MOSSAD Başkanı: Liderlik krizi!

Eski MOSSAD Başkanı Meir Dagan, Tel Aviv’de düzenlenen ve binlerce kişinin katıldığı mitingde  “Yaşadığımız liderlik krizi, İsrail devletinin kuruluşundan beri yaşadığı en kötü kriz. Netanyahu son altı yıldır başbakanlık yapıyor. İsrail hiçbir dönemde bu kadar zorda kalmamıştı. Netanyahu, son altı yıllık başbakanlığı döneminde, daha iyi bir gelecek için hiçbir inisiyatif almadı”  dedi. 
Meir Dagan, 1948 yılında kurulan İsrail devletinin tarihindeki en kötü krizden bahsediyor. Dokuz yıl dünyanın en faal istihbarat servisini yöneten bir kişi olarak herhalde İsrail’de neler olup bittiğini en iyi bilen birkaç kişiden biri olduğu için bu kadar iddialı konuşabiliyor. 
İsrail’deki liderlik krizi hakkında bir sözüm yok elbette... Fakat yakın tarihi günbegün takip ederek ve yazarak yaşayan, özel ilgi alanı da Türk tarihi olan bir gazeteci olarak Türkiye’nin de kuruluşundan beri en kötü liderlik krizi içinde olduğunu söyleyebilirim. 
***
Türkiye  “kanlı mı olacak, kansız mı”  sözleriyle dönüşüme zorlandığı yıllardan,  “400 milletvekili verin, bu iş huzur içinde çözülsün”  tehdidinin yapılabildiği bir karar anına geldi. 
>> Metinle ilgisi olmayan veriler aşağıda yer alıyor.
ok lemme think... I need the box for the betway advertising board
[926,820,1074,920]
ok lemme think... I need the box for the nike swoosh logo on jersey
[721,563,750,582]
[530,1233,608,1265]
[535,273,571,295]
Siyasi liderlik, kendi halkını daha iyi bir geleceğe taşıyabilmek için sergilenen yeteneklerin toplamıdır. 
Bugün Türkiye’nin daha iyi bir geleceğe yöneltildiğini söylemek mümkün müdür? 
Mesela, hukuk devletine sahip olup olmadığı, bir halkın gelişmişlik düzeyinin birinci göstergesidir. Türkiye, kendi hukukunu müdafaa eden bir halkın, savaş yöneten bir Meclis eliyle kurduğu bir hukuk devletidir. Tarih içinde elbette hukuka aykırı eylem ve işlemlerde bulunan kadrolar olmuştur. Bu kadrolar bile sonuçta hukuk devleti kurallarını kabullenmek zorunda kalmıştır. Fakat Turgut Özal’ın  “Anayasa’yı bir defa delsek ne olur” yaklaşımıyla birlikte, halk nezdinde de hukuk arka plana atılmış ve AKP iktidarında Efkan Ala’nın ağzından  “Anayasayı tanımıyorum”  diyen gücün ön plana çıktığı noktaya gelinmiştir. AKP döneminde hukuk, emniyet ve yargı kadrolarının önce cemaatleştirilmesi sonra partizanlaştırılması ile tamamen yok edilmiştir. Öyle ki Başbakan’ı eleştiren sanatçı Atilla Taş, karakola götürülüp serbest bırakıldıktan sonra,  “Beni Türk adaletine emanet etmeyiniz”  diyebilmiştir. Söz konusu uygulamalar Türk adaleti midir? Yazık ki öyledir! Türk seçmeninin büyük çoğunluğu, uyarıldığı halde 12 Eylül referandumunda evet oyu kullanarak mevcut kargaşada hisse sahibi olmuştur! 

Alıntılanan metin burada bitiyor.